Если в такие моменты меня видел Аркадий, он кидался на помощь, однако мог только приобнять и голосом нарочито спокойным и деловым (подумаешь, срывается) спросить: «Что с тобой? Тебе плохо?»
Плохо. Но кому из нас двоих было хуже, я не знаю.
Аркадий ходил на работу, приходил с работы. Не поздно (так, чтобы я не подумала, что он меня избегает), но и не рано (чтобы дать себе время на глубокий вдох перед прыжком в глубину). Кроме него и Никиты у нас никто не появлялся. Думаю, кто-то знал об эксперименте (знал настолько, насколько позволили Аркадий с Никитой), но домой Аркадий никого не приводил. Мою психику тщательно оберегали от потрясений.

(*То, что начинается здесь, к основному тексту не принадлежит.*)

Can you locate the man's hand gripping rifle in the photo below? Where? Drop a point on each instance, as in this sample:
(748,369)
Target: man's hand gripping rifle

Он разговаривал со мной, иногда брал ладонь в свою и осторожно, делая вид, что взгляд случаен, всматривался в черты лица. Я ненавидела эти моменты, но понимала – так надо, он ищет. Ищет свою Лину.
Сама я выбиралась из дома только на процедуры в больницу и на встречи с Никитой и психологом, точнее психиатром. Я не могла заниматься работой. Нет, я делала что-то, читала журналы, маялась какой-то ерундой, но все – дома. Естественно, трудно было бы объяснить, почему одна из двух научных сотрудниц, числящихся в бессрочном отпуске и считающихся тяжело больными, вдруг появилась на работе. Куда мне, убогой, после операции.
Вся моя жизнь сосредоточилась в четырех комнатах и одной кухне. Вокруг одного человека. И я радовалась.
Еще я вязала. Раньше и в голову бы не пришло, да и не умела я толком, а теперь доставала нитки из большой белой коробки, садилась со спицами в кресло рядом с магнитофоном и ряд за рядом вывязывала узоры на шарфе и приделывала смешной помпон к шапке. У Аркадия тогда слегка поднимались уголки губ, и серый ужас ненадолго покидал его глаза.
Пришлось носить свою старую одежду. Свою. Не Линину. Василина была на пару размеров полнее меня, а из больницы я и вовсе вылезла скелетом в тапочках. Да и не смогла бы я надеть ее брюки и платья. Не потому, что вызывали отторжение или суеверный страх. Я всего лишь не хотела паники во взгляде Аркадия.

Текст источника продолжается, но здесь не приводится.